Rédacteur - Charlie Briand

Avant de gravir les étages du Forum des Images afin d’entrer dans les sous-sols d’Ulrich Seidl, quelques frissons nous envahissent déjà. Ils naissent sûrement de l’osmose qui subsiste entre l’atmosphère générale de cet Étrange Festival et celle qui habite le cinéma du réalisateur autrichien.

Le festival francilien, fort d’un succès croissant, fait salle pleine pour cette projection tant attendue par tous les cinéphiles friands de surprise. En plus d’être une bonne raison de faire venir l’un des plus grands cinéastes contemporains, dont la légitimité n’est plus remise en cause depuis sa fameuse trilogie et l’accueil qui lui avait été réservé à Cannes, cette avant-première est aussi l’occasion de montrer de « l’étrange documentaire », avec au moins autant d’intensité qu’une souterraine fiction héritière de série Z des années 60.

Qu’il s’agisse de fiction ou de documentaire, d’Ulrich Seidl ou d’un autre artiste mis à l’honneur dans ce festival, une même ligne nous guide, celle qui nous mènera vers l’inconnu. Cet inconnu, c’est aussi l’étrangeté qui relie tous ces drôles de fragments et ces drôles de sous-sols dont chaque histoire, aussi brute soit-elle, recouvre une part de fantastique et d’invention nécessaire à notre voyage souterrain. Les mystères que renferment ces caves détiennent une dimension mystique, entre sous-terre et ciel, entre passions et ténèbres. Mais cet étrange déséquilibre n’est-il pas celui qui nous habite tous plus ou moins secrètement ? Ce que filme Seidl, c’est autant le masqué et l’invisible que le quotidien de son acteur et surtout celui de son spectateur. Personne dans la salle ne lèche sa cuvette de toilettes en tenue SM, personne ne vante la puissance de ses éjaculations, et pourtant, chacun se reconnaît en ces monstres humains. Le contraste créé par cette familiarité dès lors qu’on l’associe à toutes ces déviances, est à l’origine de l’émergence de la force et de l’essence du film, de tout ce qu’il contient de plus vrai en tant qu’exploration humaine.

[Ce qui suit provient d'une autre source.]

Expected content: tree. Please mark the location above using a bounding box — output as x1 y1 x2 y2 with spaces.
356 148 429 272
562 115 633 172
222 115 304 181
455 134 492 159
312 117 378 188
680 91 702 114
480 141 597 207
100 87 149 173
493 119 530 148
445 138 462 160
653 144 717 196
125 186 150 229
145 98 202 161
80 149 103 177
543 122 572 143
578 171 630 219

critique sous sols ou se cachent nos passions 1 Critique : Sous sols, où se cachent nos passions
La vérité, c’est la normalité de ces déviances, c’est ce qu’on refoule plutôt que de l’expier. Le décalage qui existe entre ce que chaque personnage fait et ce que chaque spectateur ne fait pas, contribue aux nombreux rires qui jaillissent de la salle obscure. Plus que le nombre de rires que l’on compte durant le film, c’est la nature de ceux-ci qui est fascinante. On rit parce que ces gens font des blagues et se marrent, comme nous … Mais aussi parce qu’ils se lâchent là où on se retient, et que le rire, c’est bien connu, est surtout présent pour dissimuler nos peurs, celles qui nous rapprochent des caractères montrés par Seidl. Bien sûr, il y a des dérives étonnantes, le racisme en est une et ces sous-sols en regorgent. Si les spectateurs n’ont (peut-être) pas pour habitude de faire des choses singulières avec leurs testicules ou la laisse de leur chien, certains se sont (peut-être) déjà dit « Il faut arrêter de défendre les étrangers en prétextant que 10% d’entre-eux sont des gens biens, si les 90 autres font des conneries, il faut aussi le faire remarquer … » . Ulrich Seidl nous met dans l’inconfort par ce que son œuvre contient de profond et malsain. Le profond, c’est le lâcher-prise de ces personnages souvent touchants. Le malsain, c’est tout ce qu’ils se sont refusés à montrer et expier pour intégrer une dure et stupide norme sociale. Dans leurs sous-sols, ils existent, sont eux-mêmes car cet endroit est le leur, un espace aussi mental que concret, un lieu de projection, un lieu de cinéma.

La prouesse de Seidl, c’est ça, accéder par sa caméra à l’intérieur, à ce qui est enfoui, au vrai. Techniquement, cet espace fantasmé s’exprime à travers un cadre presque trop parfait et un réel presque trop violent. Les sous-sols de Seidl sont trop vrais pour l’être, tellement profonds qu’on ne peut en voir le fond, comme on ne verra pas non-plus la fin de ce film.